いったいにノルウェー人は真面目で職人肌の印象がある。あるいは高緯度地方特有の気候がそうさせるのかもしれない。
夏は白夜だが、冬は逆で日中も暗い。
家に招いてくれたある家族の子供たちは、暗い冬は外で遊べないから家の中でひたすら毛鉤を巻き、春の訪れとともに手製の毛鉤でマスを釣るのが楽しみなんだ、と目を輝かせて話してくれた。生まれたときからその環境にいれば、どうしたって忍耐強くなりそうだ。
村のバス停の小屋を見てもそう。すきまなく組まれた見事なログハウスで、屋根の上は草花が植えられて庭園のようになっており、細密画の絵本の家のように愛らしい。公共のバス停に堅牢性だけでなく、繊細な美しさも込めているのだ。
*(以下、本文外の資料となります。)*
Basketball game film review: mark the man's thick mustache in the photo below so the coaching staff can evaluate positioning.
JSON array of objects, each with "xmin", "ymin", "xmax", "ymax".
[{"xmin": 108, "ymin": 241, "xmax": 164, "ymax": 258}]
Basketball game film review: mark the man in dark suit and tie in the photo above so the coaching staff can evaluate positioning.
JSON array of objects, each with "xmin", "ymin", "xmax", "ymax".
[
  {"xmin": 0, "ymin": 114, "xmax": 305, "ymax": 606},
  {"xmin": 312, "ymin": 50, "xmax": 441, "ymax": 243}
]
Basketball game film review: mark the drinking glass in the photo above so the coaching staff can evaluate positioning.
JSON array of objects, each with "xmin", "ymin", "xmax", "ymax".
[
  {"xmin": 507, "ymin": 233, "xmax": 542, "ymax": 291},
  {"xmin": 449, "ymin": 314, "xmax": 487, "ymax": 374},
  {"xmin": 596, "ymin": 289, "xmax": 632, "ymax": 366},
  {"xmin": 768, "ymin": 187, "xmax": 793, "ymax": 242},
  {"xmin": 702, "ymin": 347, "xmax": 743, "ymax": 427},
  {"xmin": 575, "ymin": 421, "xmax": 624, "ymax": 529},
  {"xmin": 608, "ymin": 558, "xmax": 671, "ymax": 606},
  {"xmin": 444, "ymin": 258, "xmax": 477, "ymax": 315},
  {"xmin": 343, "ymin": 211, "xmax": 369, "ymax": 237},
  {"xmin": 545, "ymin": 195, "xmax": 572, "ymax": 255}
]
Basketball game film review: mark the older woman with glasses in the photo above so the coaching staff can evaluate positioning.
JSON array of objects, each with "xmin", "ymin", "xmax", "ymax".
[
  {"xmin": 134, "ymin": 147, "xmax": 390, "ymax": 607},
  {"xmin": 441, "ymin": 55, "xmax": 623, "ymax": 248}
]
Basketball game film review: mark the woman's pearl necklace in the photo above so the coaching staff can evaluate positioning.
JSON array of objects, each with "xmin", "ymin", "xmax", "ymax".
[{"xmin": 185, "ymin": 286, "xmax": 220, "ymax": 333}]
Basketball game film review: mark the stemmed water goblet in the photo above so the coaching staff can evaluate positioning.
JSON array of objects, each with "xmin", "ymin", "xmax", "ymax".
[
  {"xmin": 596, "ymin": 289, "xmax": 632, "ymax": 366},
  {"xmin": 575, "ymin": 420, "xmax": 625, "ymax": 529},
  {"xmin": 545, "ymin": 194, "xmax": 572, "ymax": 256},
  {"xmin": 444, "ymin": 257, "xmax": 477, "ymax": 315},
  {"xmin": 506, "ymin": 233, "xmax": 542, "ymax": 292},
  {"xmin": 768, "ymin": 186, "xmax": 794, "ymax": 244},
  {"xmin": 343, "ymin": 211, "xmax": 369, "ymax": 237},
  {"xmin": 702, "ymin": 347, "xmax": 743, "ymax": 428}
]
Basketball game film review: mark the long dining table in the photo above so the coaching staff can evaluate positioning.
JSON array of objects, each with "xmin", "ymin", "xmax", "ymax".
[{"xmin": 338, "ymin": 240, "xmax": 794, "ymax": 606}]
職人気質を感じさせるその仕事ぶりは、パンのきめ細かさと一脈相通じているように見える。
まるで巨大なハエ叩き
本性を現したパタゴニアの暴風
パタゴニアでも非凡な食パンに出会った。
わずかな森林地帯をのぞけば、パタゴニアの大部分は不毛の荒野だ。
灰色の大地に砂利道がまっすぐ一本のびているだけで、1日走ってもほとんど景色が変わらず、おまけにどんな台風も凌駕するような暴風が年がら年中吹いている。
無人地帯が400キロほど続くところがあった。風で進めない日も考慮し、食料と水を5日分積んで荒野に飛び込んでいった。
最初の2日は穏やかな天気だったが、3日目にパタゴニアが本性を現した。
風がジェットエンジンのような轟音と共に吹き荒れ、自転車ごと砂利道の外に弾き出されたり、巨大なハエ叩きでバチンとつぶされるように横倒しになったりする。
そのたびに全身で風にもたれかかるようにして自転車を起こし、なんとかまたがってよろよろ走り始め、そうして何十メートルも行かないうちにまたもやバチンと押し倒される、そんなことを繰り返しながら、大海原のような荒野をのろのろ進んでいた。